ANESTHETIC PHARMACOLOGY

Xenon Blocks the Induction of Synaptic Long-Term Potentiation in Pain Pathways in the Rat Spinal Cord In Vivo

Justus Benrath, MD^*, Christina Kempf, PhD, Michael Georgieff, MD, PhD, and Jürgen Sandkühler, MD, PhD

From the *Klinische Abteilung für Anästhesie und Allgemeine Intensivmedizin B, Medizinische Universität Wien, Währinger Gürtel 18-20, AKH, A-1090 Wien, Austria; Institut für Physiologie und Pathophysiologie, Universität Heidelberg, Im Neuenheimer Feld 326, D-69120 Heidelberg; Klinik für Anästhesiologie, Universitätsklinikum Ulm, Steinhövelstrasse 9, D-89075 Ulm, Germany; and Zentrum für Hirnforschung, Abteilung für Neurophysiologie, Medizinische Universität Wien, Spitalgasse 4, A-1090 Wien, Austria.

	Abstract

Top Abstract Introduction METHODS RESULTS DISCUSSION REFERENCES

 
BACKGROUND: Xenon’s (Xe) mechanisms for producing anesthesia and analgesia are not fully understood. We tested the effect of Xe equilibrated in a lipid formulation or normal saline on spinal C-fiber-evoked potentials and on the induction of synaptic long-term potentiation (LTP).

METHODS: C-fiber-evoked field potentials were recorded in the superficial lumbar spinal cord in response to supramaximal electrical stimulation of the sciatic nerve. Anesthesia was maintained with isoflurane in one-third O₂ and two-thirds N₂O. Xe equilibrated at a concentration of 600 µL/mL of Lipofundin MCT® 20%, (n = 5) or solvent alone (n = 3), and Xe equilibrated at a concentration of 100 µL/mL of normal saline (n = 7) or saline alone (n = 7) was given IV under apnea. High-frequency stimulation of the sciatic nerve was applied 60 min after the injection of Xe-containing formulations or solvents [to induce LTP].

RESULTS: High-frequency stimulation potentiated C-fiber-evoked potentials to 156% ± 14% (mean ± sem) of control. Low-dose Xe in saline 0.9% blocked the induction of LTP. High-dose Xe equilibrated in MC® 20% showed no additional effect when compared with the solvent, which blocked the induction of LTP.
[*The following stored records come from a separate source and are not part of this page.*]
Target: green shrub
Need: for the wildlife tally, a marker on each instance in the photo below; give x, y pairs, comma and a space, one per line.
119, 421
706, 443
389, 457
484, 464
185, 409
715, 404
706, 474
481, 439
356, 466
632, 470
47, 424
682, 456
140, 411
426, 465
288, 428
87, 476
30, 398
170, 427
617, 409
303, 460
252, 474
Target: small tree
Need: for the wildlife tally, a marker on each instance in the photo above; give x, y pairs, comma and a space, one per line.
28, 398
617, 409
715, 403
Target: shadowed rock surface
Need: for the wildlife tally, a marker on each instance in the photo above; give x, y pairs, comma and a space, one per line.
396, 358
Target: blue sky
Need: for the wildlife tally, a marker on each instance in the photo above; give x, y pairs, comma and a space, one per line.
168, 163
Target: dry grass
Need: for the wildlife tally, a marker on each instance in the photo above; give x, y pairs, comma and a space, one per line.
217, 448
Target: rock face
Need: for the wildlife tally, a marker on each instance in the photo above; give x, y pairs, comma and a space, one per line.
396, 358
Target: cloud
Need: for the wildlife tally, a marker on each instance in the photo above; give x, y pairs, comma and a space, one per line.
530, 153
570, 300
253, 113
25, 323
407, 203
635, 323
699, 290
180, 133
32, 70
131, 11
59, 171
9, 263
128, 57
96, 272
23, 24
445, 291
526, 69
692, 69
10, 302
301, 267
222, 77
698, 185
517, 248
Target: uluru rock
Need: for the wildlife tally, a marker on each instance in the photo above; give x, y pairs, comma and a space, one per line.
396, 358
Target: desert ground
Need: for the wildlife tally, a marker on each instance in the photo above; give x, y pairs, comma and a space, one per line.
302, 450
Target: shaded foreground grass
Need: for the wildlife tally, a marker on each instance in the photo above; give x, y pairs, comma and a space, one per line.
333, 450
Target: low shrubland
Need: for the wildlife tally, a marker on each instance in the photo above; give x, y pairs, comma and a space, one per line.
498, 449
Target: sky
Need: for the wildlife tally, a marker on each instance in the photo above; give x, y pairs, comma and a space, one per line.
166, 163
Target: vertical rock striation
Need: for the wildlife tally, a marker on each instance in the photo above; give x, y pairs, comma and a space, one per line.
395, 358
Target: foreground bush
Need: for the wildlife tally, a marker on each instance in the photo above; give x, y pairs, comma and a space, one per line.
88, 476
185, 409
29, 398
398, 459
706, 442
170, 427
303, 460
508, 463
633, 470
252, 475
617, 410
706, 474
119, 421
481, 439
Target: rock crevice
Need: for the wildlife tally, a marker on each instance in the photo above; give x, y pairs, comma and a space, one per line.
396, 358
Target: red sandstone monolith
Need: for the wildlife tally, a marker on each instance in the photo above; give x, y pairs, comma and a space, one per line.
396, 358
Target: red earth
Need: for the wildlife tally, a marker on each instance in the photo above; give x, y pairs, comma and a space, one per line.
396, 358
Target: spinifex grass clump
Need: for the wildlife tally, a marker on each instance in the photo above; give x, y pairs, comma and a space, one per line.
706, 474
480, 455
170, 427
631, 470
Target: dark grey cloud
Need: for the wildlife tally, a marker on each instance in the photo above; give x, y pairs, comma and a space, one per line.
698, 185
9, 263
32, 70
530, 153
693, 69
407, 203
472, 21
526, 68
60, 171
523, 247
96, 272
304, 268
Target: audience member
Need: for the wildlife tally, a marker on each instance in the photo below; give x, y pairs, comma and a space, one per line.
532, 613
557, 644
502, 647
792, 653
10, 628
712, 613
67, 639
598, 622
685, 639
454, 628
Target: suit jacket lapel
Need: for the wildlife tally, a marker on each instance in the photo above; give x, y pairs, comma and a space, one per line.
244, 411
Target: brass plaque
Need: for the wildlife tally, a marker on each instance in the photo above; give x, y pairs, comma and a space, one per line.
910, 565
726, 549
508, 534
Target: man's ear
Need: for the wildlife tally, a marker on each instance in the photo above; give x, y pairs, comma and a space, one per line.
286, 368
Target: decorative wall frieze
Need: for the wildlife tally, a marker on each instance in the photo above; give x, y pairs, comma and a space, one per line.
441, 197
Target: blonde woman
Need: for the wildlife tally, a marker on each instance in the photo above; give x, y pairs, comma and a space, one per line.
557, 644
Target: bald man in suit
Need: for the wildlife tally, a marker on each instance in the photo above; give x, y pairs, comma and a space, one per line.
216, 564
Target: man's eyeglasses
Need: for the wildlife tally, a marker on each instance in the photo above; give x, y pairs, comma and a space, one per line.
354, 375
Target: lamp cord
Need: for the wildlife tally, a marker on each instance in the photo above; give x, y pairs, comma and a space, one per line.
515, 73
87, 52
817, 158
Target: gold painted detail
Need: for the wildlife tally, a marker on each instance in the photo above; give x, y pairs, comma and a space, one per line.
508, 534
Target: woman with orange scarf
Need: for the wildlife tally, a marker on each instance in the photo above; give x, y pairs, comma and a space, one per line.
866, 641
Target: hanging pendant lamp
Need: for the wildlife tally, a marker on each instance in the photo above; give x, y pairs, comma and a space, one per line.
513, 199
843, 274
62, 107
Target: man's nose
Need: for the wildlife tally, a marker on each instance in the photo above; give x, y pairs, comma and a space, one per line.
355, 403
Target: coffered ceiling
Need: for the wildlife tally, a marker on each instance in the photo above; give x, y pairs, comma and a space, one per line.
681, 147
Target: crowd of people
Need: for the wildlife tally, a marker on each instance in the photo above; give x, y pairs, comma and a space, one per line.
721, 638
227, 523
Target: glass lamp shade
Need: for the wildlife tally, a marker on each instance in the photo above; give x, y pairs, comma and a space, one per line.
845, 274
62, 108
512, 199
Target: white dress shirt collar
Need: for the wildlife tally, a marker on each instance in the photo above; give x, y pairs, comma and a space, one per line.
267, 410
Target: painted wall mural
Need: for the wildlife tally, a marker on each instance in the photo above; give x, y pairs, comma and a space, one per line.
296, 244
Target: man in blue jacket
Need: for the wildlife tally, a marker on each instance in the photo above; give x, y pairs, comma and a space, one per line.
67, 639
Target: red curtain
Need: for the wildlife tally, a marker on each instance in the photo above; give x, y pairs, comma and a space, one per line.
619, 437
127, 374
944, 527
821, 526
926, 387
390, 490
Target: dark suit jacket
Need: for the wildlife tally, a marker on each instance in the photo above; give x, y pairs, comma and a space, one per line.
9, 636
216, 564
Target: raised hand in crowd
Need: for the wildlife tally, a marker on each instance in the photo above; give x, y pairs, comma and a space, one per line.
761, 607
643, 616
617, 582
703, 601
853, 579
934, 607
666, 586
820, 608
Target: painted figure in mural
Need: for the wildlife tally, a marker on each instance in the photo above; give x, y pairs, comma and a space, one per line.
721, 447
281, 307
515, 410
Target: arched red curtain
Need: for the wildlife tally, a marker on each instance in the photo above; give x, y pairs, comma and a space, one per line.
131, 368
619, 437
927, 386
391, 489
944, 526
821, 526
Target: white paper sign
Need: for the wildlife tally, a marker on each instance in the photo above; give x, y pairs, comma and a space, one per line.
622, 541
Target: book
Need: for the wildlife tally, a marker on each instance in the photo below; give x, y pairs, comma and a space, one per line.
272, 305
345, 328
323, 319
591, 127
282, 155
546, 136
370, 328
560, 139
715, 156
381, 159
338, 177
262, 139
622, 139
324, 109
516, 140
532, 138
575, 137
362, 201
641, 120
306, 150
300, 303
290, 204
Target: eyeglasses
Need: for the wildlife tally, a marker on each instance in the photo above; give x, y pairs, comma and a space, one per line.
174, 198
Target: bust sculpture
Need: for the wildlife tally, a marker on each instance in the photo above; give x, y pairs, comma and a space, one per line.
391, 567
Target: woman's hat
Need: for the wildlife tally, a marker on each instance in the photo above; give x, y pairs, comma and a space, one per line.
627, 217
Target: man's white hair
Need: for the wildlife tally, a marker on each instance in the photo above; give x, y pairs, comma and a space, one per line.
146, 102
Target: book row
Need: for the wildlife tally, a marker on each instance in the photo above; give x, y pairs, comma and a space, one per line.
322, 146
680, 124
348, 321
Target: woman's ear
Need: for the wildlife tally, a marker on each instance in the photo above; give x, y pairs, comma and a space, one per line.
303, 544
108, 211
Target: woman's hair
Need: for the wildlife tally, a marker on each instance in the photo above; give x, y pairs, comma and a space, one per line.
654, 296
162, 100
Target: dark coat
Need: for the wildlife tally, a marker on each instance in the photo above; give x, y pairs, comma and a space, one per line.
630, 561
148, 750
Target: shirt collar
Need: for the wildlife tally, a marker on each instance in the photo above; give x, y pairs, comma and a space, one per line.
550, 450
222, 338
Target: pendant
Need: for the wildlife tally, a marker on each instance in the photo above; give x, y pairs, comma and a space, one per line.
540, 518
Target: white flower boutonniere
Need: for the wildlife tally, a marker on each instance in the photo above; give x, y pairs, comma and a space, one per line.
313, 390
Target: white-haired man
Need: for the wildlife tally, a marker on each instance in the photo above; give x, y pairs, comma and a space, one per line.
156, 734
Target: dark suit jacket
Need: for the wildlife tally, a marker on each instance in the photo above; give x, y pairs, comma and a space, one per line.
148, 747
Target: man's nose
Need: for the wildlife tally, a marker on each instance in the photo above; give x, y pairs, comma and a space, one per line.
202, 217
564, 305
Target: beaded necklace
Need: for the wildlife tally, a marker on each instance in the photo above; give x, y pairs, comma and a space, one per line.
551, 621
CONCLUSION: Low-dose Xe in saline 0.9% revealed no antinociceptive, but preventive, action in spinal pain pathways.

	Introduction

Top Abstract Introduction METHODS RESULTS DISCUSSION REFERENCES

 
Xenon (Xe) is a noble gas with interesting anesthetic and analgesic properties. It has been investigated as an inhaled anesthetic because it provides effective and safe anesthesia with the advantages of hemodynamic stability and rapid recovery (1). Xe’s underlying molecular mechanisms for the production of anesthesia and analgesia are not fully understood (2,3). Studies have produced inconclusive results, depending on the species used and whether in vivo or in vitro techniques were applied (4–8). Xe is thought to induce anesthetic action by potent noncompetitive inhibition at glutamatergic receptors of the N-methyl-d-aspartate (NMDA) subtype in vitro (3). This result could, however, not be reproduced in nematodes in vivo (8). Xe in aqueous solutions reduces glutamate-, -amino-3-hydroxy-5-methyl-4-isoxazolole propionate (AMPA)-, and kainate-induced membrane currents in vitro (9).

Xe is extremely rare, and therefore expensive. An alternative to inhaled administration of volatile anesthetics is the IV use of inhaled anesthetics dissolved in lipid emulsions (10). The main advantages of this formulation are cost reduction due to the need for minimal anesthetic equipment and decreased MAC (11). This form of administration would be especially useful in the case of the expensive volatile anesthetic Xe. Equilibration of Xe in lipid emulsions results in high Xe concentrations (12). However, lipid emulsions on their own reveal action on NMDA receptors (NMDAR) (13,14).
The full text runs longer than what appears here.